The team were playing in Mainz, Germany, in anticipation that the friendlies in Europe would provide them with the opportunity to build their footballing knowledge and ability ahead of the 2020 Olympics in Japan.
The TSV Schott Mainz match was the first of 16 friendlies the young side were meant to play against lower clubs in Germany, until next May, and while the following game against FSV Frankfurt was scheduled to go ahead it was eventually cancelled after the Chinese U20 side learnt of plans for a new Tibetan protest.
All of the games were due to be televised to be broadcast live in China, so the fact that six spectators unfurled Tibetan flags created an unsustainable situation, with the team only agreeing to play on once the flags had been taken down.
In Germany, no censorship and freedom of expression may be limited by law, but due to the history between China and Tibet, emotions ran high, with Chinese authorities calling for their hosts to show “mutual respect”.
Unsurprisingly the German football association defended the ability to protest in the country, with President Reinhard Grindel saying: “We cannot ban the protests, there is the right to freedom of expression here and certain rules apply. However, we also want to be good hosts and as a result, we are not happy with this incident.”
Chinese foreign ministry spokesman Lu Kang said earlier this week Beijing was “firmly opposed to any country or any individual offering support to separatist, anti-China and terrorist activities or activities defending Tibet independence, in any form or under any pretext”.

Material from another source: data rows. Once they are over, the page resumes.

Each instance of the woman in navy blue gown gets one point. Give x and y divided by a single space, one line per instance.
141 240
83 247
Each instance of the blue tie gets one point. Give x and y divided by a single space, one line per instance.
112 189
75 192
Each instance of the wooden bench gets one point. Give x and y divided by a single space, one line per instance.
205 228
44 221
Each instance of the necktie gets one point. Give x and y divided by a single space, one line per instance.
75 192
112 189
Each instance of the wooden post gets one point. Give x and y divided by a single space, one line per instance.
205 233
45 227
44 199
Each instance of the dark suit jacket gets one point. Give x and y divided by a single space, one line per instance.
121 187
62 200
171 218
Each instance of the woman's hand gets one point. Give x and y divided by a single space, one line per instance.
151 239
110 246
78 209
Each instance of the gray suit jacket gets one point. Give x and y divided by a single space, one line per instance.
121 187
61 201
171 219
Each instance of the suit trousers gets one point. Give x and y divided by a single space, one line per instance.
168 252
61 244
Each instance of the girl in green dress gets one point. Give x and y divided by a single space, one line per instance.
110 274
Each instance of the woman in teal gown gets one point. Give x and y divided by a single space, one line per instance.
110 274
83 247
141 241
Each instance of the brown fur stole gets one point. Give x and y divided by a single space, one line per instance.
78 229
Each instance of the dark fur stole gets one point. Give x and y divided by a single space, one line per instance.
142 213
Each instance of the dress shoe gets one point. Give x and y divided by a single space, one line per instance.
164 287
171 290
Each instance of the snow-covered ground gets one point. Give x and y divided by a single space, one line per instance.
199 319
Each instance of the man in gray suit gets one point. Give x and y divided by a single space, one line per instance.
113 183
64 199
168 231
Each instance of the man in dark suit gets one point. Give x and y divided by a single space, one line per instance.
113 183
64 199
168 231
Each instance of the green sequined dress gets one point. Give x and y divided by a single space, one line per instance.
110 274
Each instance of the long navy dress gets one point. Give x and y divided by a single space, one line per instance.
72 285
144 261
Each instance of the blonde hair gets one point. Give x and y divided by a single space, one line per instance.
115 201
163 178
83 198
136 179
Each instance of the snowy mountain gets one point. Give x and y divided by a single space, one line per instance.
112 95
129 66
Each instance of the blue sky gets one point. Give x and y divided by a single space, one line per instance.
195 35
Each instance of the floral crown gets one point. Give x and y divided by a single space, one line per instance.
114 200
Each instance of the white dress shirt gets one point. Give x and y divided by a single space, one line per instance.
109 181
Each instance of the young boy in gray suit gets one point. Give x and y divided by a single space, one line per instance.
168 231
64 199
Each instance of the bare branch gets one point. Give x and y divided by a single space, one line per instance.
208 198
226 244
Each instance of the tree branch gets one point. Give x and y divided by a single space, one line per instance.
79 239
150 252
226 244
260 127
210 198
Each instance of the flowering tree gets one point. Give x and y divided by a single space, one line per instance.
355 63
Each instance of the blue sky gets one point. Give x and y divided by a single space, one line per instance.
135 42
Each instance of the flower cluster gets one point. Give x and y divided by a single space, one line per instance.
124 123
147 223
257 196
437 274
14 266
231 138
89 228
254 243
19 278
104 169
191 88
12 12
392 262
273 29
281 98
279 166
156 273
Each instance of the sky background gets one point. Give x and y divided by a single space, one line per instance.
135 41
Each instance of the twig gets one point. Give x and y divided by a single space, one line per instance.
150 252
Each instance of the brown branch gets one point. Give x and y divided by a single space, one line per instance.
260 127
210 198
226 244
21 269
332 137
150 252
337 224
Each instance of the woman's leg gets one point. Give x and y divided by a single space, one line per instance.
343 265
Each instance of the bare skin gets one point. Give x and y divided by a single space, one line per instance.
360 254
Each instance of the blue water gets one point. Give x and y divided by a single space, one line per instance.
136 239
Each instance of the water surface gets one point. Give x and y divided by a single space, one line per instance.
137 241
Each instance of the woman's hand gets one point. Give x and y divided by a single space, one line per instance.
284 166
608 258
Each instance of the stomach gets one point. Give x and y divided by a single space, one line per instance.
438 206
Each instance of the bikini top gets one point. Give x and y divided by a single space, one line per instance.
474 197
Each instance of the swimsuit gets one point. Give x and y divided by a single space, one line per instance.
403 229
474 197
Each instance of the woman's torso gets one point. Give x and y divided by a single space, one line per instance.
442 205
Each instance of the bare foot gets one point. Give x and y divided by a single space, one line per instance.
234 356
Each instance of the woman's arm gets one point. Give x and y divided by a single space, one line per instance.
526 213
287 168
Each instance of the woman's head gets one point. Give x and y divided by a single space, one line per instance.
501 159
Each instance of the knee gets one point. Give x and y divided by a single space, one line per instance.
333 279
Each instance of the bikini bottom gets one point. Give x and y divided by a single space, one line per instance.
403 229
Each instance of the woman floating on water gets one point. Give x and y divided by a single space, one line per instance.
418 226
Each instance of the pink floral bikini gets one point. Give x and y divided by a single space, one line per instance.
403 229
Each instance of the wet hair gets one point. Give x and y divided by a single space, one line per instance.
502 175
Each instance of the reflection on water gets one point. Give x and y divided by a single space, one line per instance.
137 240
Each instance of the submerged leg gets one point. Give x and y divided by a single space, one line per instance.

“I must stress that mutual respect is what the official host should provide their guest, and that respect between any two countries should be mutual,” he added.

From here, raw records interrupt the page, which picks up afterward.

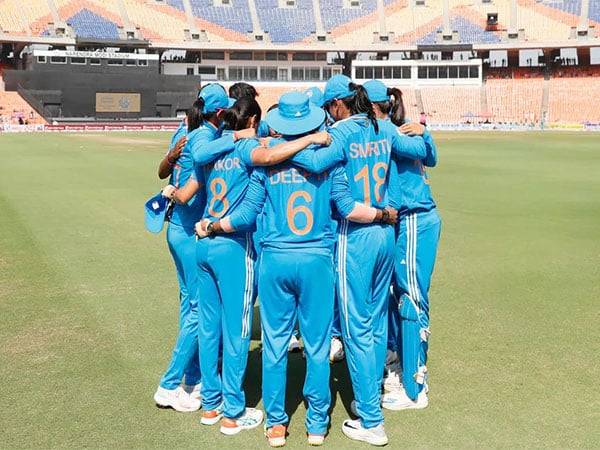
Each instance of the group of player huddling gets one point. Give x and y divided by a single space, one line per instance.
322 209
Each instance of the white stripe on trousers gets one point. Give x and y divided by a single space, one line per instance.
249 287
342 251
411 260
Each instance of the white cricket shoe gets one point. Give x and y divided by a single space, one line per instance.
212 416
374 436
294 345
391 358
316 440
397 401
177 399
193 390
336 350
250 419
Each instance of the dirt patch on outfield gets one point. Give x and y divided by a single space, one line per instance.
119 139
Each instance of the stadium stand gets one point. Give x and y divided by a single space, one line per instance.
13 107
468 32
514 100
235 16
282 23
523 95
345 21
22 18
451 104
574 100
90 25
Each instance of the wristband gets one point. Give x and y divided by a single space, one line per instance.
385 216
210 229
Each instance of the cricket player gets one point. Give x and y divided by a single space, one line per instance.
363 145
181 241
296 274
416 247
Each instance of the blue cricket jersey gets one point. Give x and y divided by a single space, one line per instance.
199 139
227 179
296 205
188 214
409 189
364 154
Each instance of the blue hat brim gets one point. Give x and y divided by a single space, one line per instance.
155 217
293 127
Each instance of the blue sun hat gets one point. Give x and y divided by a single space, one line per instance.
376 91
315 95
156 210
295 115
214 97
337 87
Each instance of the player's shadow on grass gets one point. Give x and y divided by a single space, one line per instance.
339 383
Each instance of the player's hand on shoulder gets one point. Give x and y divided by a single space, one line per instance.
412 129
321 138
168 191
202 228
176 152
392 218
264 142
247 133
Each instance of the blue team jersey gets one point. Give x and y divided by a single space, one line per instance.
227 179
199 139
409 189
296 205
263 129
365 155
188 214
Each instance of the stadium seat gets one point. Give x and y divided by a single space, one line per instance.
13 106
574 100
515 100
283 24
451 104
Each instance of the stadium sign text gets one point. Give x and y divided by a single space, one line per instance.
98 54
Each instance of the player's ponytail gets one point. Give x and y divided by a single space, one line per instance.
236 118
397 111
360 103
194 115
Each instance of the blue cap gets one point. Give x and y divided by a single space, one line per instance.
376 91
295 115
315 95
337 87
214 97
156 210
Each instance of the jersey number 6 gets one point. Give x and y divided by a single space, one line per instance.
293 211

The slightly surreal experience reignites the feud between China and Tibet.
China has ruled Tibet since the 1950s, and has been accused of trying to eradicate its Buddhist-based culture through political and religious repression.
Beijing insists that Tibetans enjoy extensive freedoms and that it has brought economic growth to the region.
In 1959, after a failed anti-Chinese uprising, the 14th Dalai Lama fled Tibet and set up a government in exile in India.
Most of Tibet’s monasteries were destroyed in the 1960s and 1970s during China’s Cultural Revolution.
Thousands of Tibetans are believed to have been killed during periods of repression and martial law.
In 2011 two monks set themselves alight in protest against Beijing, while three years prior monks also marched from monasteries in and around the city of Lhasa to mark the 49th anniversary of a Tibetan uprising against Chinese rule.
What is different now is that sport is being used as a platform for the protests. It’s a trend that’s not disappearing.
In the last few months, NFL players have taken the knee at the sound of the US national anthem in protest of President Trump’s outburst against these professional athletes, with racial tensions evident across the country.
The same can go for football ownership in the UK. The state of affairs of Blackpool, Coventry and Charlton Athletic, to name a few, has created a situation where fan protests on the pitch became the norm, whether that be a pitch invasion or chucking tennis balls onto the turf.
Perhaps the most famous example of all of this was Mohammad Ali’s refusal to be inducted as a soldier in the Vietnam conflict, forgoing military service due to his religious faith.
Ali was convicted of draft evasion, sentenced to five years in prison, fined $10,000 and banned from boxing for three years. He stayed out of prison as his case was appealed, and subsequently returned to the ring in 1970.
Perhaps it’s not surprising that protestors took to a televised game to make their point, in a country whose identity is founded on the principle of freedom of expression.
The probability is that this will continue into the future and it could shape the image of Chinese football.